Remarquez ; cela n’est pas tout négatif ! Durant ces Trente Oublieuses, le monde est devenu global, nous permettant de nous approvisionner dans un supermarché planétaire. Une télé coréenne, un téléphone finlandais, des chaussures italiennes, un jogging indien, une voiture française, un ordinateur américain, voilà bien notre quotidien.
Oui mais, la fin de ces « Trente Oublieuses », avec la monstrueuse crise qui nous submerge, nous laisse un goût amer en bouche. Une sorte de grand KO généralisé.
Pourtant ne soyons pas nostalgique de ce fabuleux exploit qui a fait vibrer l’Humanité toute entière en ce mois de Juillet 1969.
En sortant de la crise actuelle, nous entrerons dans un nouveau cycle des trente quelque chose, puisque notre monde moderne fonctionne avec cette régularité de « métronome de génération ».
Certains disent que ce sera l’ère des « green boys », celle d’une humanité respectueuse de son environnement, nourrie à coup de bons sentiments Al Goresques ou Yan Arthus-Bertrantesques et de peurs calorifico-climatiques. Je crois plutôt que nous aurons un mixte des deux derniers cycles, associé de quelques touches vertes. Redécouvrir la valeur de son industrie, être capable d’y adosser des services de qualité sans oublier la maîtrise des ressources naturelles, voilà bien le grand enjeu.
Mais, car il y a un mais, il est difficile de faire rêver lorsqu’on parle de budget et de simple comptabilité. Choisir un objectif ambitieux, innovant, sans compromis et expliquer pourquoi on veut l’atteindre, voilà bien le véritable enjeu de ce début de troisième millénaire. Il est temps de redécouvrir l’économie romantique, celle du Politique visionnaire, qui, seule peut réellement enflammer les foules.
« Nous choisissons d’aller sur la Lune dans cette décennie.

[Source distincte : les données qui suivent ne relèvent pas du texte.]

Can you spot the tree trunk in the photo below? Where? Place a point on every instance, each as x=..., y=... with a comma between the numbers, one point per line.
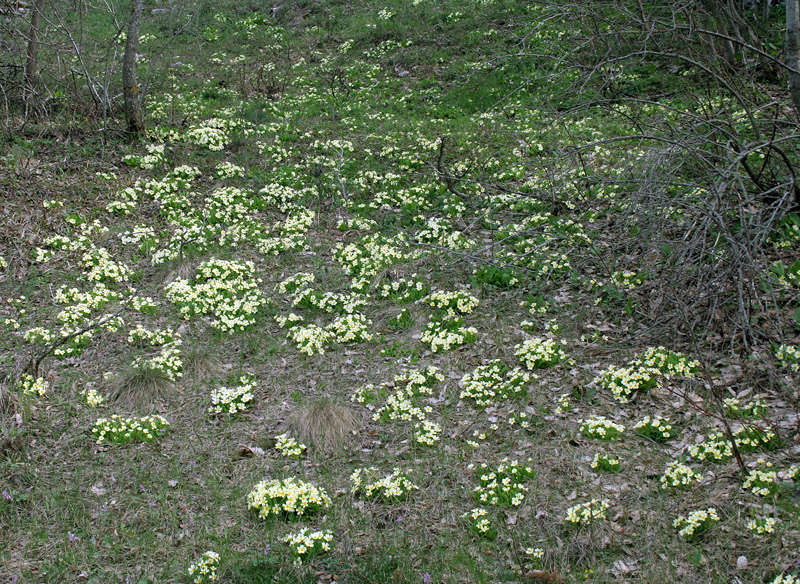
x=32, y=63
x=793, y=50
x=130, y=88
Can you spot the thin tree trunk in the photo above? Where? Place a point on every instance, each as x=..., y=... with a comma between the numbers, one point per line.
x=130, y=88
x=793, y=50
x=32, y=63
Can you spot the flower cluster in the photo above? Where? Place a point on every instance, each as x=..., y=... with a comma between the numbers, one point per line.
x=643, y=373
x=419, y=381
x=211, y=134
x=788, y=356
x=667, y=362
x=452, y=302
x=168, y=361
x=564, y=403
x=427, y=433
x=101, y=268
x=520, y=419
x=282, y=197
x=539, y=353
x=606, y=462
x=656, y=428
x=310, y=339
x=205, y=570
x=504, y=485
x=154, y=157
x=478, y=520
x=30, y=385
x=288, y=446
x=350, y=328
x=230, y=400
x=390, y=489
x=679, y=476
x=305, y=544
x=307, y=297
x=404, y=289
x=288, y=498
x=490, y=383
x=444, y=333
x=224, y=289
x=752, y=438
x=226, y=169
x=294, y=283
x=600, y=428
x=715, y=448
x=93, y=398
x=623, y=382
x=586, y=513
x=365, y=259
x=627, y=279
x=123, y=430
x=761, y=481
x=762, y=525
x=696, y=523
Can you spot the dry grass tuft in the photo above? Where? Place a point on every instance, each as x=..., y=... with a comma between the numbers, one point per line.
x=183, y=271
x=201, y=365
x=323, y=423
x=141, y=387
x=8, y=401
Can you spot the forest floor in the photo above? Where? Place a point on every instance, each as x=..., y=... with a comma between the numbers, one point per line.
x=349, y=226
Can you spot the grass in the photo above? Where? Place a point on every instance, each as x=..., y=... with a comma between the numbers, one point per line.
x=141, y=387
x=323, y=423
x=367, y=116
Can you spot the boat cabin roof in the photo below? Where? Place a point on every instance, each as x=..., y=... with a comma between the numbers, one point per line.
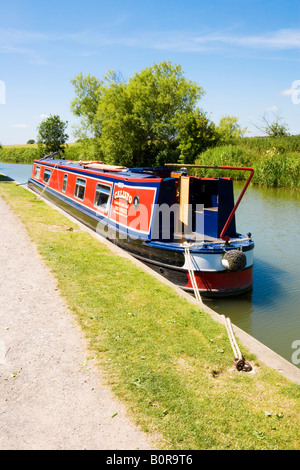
x=111, y=170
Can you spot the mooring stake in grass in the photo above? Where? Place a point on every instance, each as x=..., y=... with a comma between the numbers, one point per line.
x=169, y=361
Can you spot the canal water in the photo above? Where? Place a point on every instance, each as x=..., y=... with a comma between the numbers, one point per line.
x=271, y=313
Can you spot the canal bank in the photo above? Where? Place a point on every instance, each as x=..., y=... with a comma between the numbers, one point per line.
x=263, y=353
x=52, y=396
x=182, y=375
x=271, y=312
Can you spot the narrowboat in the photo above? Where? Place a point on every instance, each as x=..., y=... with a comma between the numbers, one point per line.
x=182, y=226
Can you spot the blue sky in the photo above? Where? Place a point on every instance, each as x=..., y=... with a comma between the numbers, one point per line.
x=245, y=54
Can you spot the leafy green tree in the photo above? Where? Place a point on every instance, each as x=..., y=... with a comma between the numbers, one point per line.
x=52, y=135
x=137, y=122
x=229, y=129
x=196, y=134
x=88, y=92
x=273, y=126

Non pas parce que c’est facile, mais parce que c’est difficile. Parce que ce but servira à organiser, à mesurer le meilleur de nos énergies et de nos connaissances. Parce que c’est un défi que nous sommes prêts à relever. Parce que c’est un défi que nous ne voulons pas remettre à plus tard. Parce que c’est un défi que nous avons l’intention de gagner ».
C’est de John Fitzgerald Kennedy, un 14 octobre 1962, sept ans seulement avant le célèbre : “Ok, contact light. Houston, Eagle has landed”
Oui l’aventure continue … Il faut seulement la réinventer, parce que c’est notre raison d’être.